Robert Michels (Colonia 1876 – Roma 1936) è lo studioso che può rappresentare il punto di arrivo della prima generazione di elitisti, e questo per le estreme conseguenze teoriche a cui giunge a seguito delle sue riflessioni, ma anche in virtù di quel bagaglio concettuale appreso dai suoi illustri predecessori. Analizzare la sua opera significa addentrarsi in un universo pluridisciplinare costituito dai suoi variegati interessi. Fu economista, sociologo, scienziato politico e storico del movimento operaio e, soprattutto, un intellettuale cosmopolita, padrone di tre lingue, militante socialista in Germania e in Italia, pacifista e libertario in gioventù, ammiratore di Mussolini e uomo d’ordine nella maturità.

Prima di addentrarci nel vivo della riflessione più prettamente elitistica di Michels è opportuno chiarire la sua parabola di militante politico, una parabola che lo condurrà, con un salto non indifferente, dalla convinta militanza giovanile nel socialismo e nel sindacalismo rivoluzionario all’approdo fascista degli anni della maturità.

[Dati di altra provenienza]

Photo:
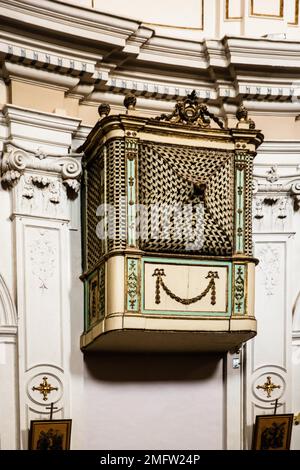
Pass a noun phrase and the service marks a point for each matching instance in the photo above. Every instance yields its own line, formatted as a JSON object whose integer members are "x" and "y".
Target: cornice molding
{"x": 121, "y": 55}
{"x": 17, "y": 114}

Tra il 1902 e il 1909 Robert Michels fu innanzitutto un socialista, militante della SPD tedesca dal 1903 al 1907 e soprattutto, e prima ancora, del PSI italiano dal 1902 al 1909. La sua biografia politica si compone schematicamente di tre fasi. La prima si colloca negli anni che vanno dal 1901 al 1903 e vi si manifesta un cauto riformismo sociale1; ad essa segue la fase dell’accostamento ad una netta intransigenza rivoluzionaria, con un’evidente radicalizzazione delle sue posizioni, collocabile negli anni 1903-19052; infine, la terza fase, comprendente il periodo che va dal 1905 al 1907, contrassegnata dall’avanzare della critica sempre più serrata nei confronti delle scelte legalitarie e parlamentari del partito socialdemocratico tedesco3. In realtà, si potrebbe aggiungere una quarta fase, tra il 1907 e il 1910, nella quale Michels fa proprie le categorie del teorema mosco-paretiano, le quali si abbattono come una scure sulle precedenti convinzioni.

Procediamo con ordine. Possiamo definire il giovane Michels come un marxista? Egli stesso si definiva tale, ma il suo era un marxismo più metodologico che ideologico. Ciò che del marxismo lo attraeva era il metodo d’interpretazione della storia e della realtà; del marxismo egli fu soprattutto un “utilizzatore”4. Michels si richiamava esplicitamente alla concezione materialistica della storia, ponendo l’accento soprattutto sul coefficiente economico come strumento di decodificazione delle causalità fenomenologico-storiche.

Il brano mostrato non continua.